Pendant la soirée, Samir Drissi-Atmani et un complice – qu’on ne peut identifier – ont séquestré Bardia Gorji dans un appartement, l’attachant à un fauteuil. L’homme était extrêmement mal en point. Il n’émettait que des sons inintelligibles et sa tête était gonflée. Les complices l’ont alors placé sur un lit de glace. Ils abandonneront son corps en fin de soirée.

La preuve révèle que Tommy Bradette et Samir Drissi-Atmani ont échangé 161 communications ce jour-là.

Les policiers ont réussi à relier Tommy Bradette à l’homicide grâce à une enquête d’envergure, alliant de l’écoute électronique et des agents d’infiltration.

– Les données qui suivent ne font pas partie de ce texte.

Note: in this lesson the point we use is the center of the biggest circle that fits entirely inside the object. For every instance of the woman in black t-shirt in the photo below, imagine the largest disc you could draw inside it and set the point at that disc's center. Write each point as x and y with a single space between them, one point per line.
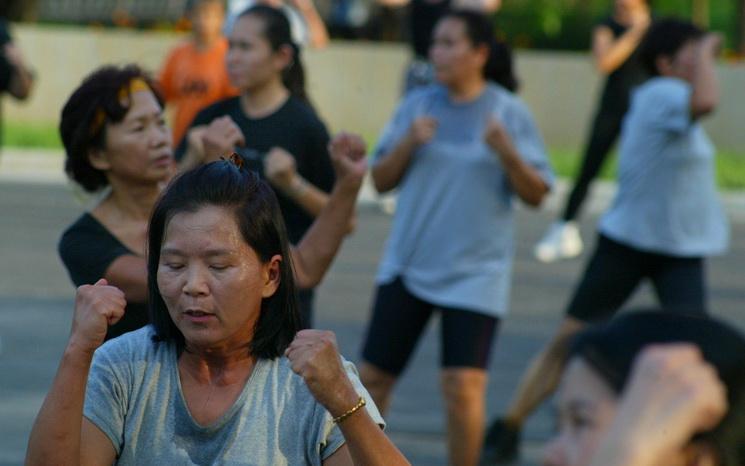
272 123
615 42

L’un d’entre eux a d’ailleurs pu corroborer la version de Samir Drissi-Atmani en 2021 en visitant tous les lieux pertinents au crime avec celui-ci.

Le juge Alexandre Boucher a entériné la suggestion commune présentée par la procureure de la Couronne MEdith Lafontaine et l’avocate de la défense MIsabelle Téolis, l’estimant « raisonnable ». Le juge a d’ailleurs souligné que la Couronne avait « certaines difficultés » pour faire sa preuve dans le dossier d’homicide.